Synthetic 5’ cap analogs can be integrated into mRNA to shield it from exonucleases and immune sensors while mediating binding to the eukaryotic initiation factor during translation. Sequence optimisation is another strategy to modulate the immunogenicity of the mRNA vaccine. The addition of untranslated sequences before and after the gene, codon optimisation of the gene sequence, the addition of nucleic base analogs, and the length of a poly A tail can all affect the stability and level of expression of the mRNA. Together, these factors offer powerful options to modulate the immune response to be specific to the antigen while limiting non-specific side effects.
Another major hurdle in mRNA vaccines is successful intracellular delivery. The possibility of degradation by endonucleases and exonucleases aside, highly polar mRNA cannot pass the nonpolar cell membrane. This required researchers to invent delivery systems for maximum protection and cellular uptake. To that end, lipid nanoparticles (LNPs) have become the primary delivery vehicle due to their ease of scale-up, biocompatibility, cellular uptake via endocytosis, and pH-controlled mRNA release inside the cells. However, they require additional analytical tools to ensure that mRNA integrity is retained inside the LNP. Furthermore, the type of LNP must be taken into account, as some studies revealed that they stimulated pro-inflammatory cytokine secretion. More research is crucial to uncover the delivery mechanism and safety profiles of LNPs.
The monitoring of mRNA integrity and stability continues even post-manufacturing. Moderna and Pfizer store their vaccines between -20°C and -70°C to prevent breakdown by hydrolysis; however, the LNPs could form aggregates at these temperatures, impairing their function. To overcome these challenges, LNP-mRNA vaccines can be stored in sucrose solutions to keep LNPs apart and stable. Furthermore, freeze-drying allows them to be stored at slightly higher temperatures in refrigerators to prevent aggregation.
Future steps in mRNA vaccine optimisation
With optimisation strategies for safety, stability, and targeted delivery, the potential of mRNA vaccines can be augmented. That said, many challenges still exist. For example, can we better optimise delivery and dosages, particularly for those who may be immunocompromised? Can we formulate or stabilise mRNA vaccines to eliminate the need for cold chain storage that prevents access in areas of the world with limited biomedical infrastructure? Also, how can researchers predict post-translational modifications of the target antigen, which are the key players evoking immunogenicity?

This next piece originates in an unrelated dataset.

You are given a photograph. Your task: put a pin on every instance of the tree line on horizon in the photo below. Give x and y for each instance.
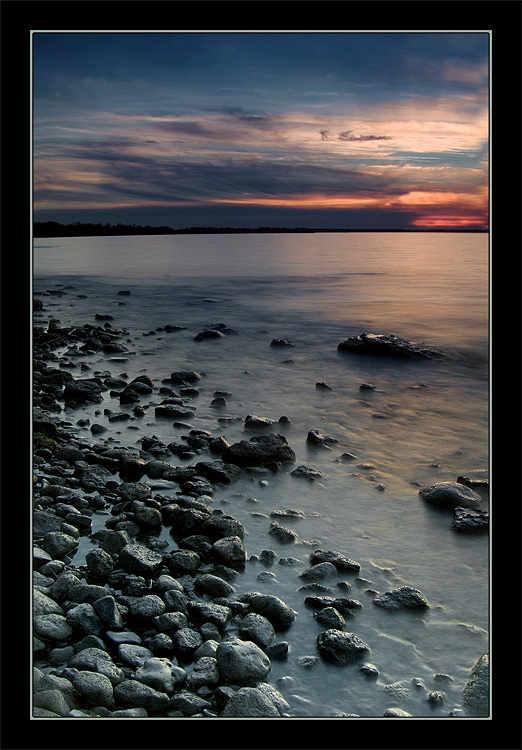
(87, 229)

In fact, research suggests that the spike protein, which is responsible for viral binding and entry to host cells, is heavily glycosylated. Therefore, considering various post-translational modifications during in vitro transcription can yield stronger immunogenic reactions and enhance efficacy, opening the door for a new era of next-generation vaccines designed to improve human health.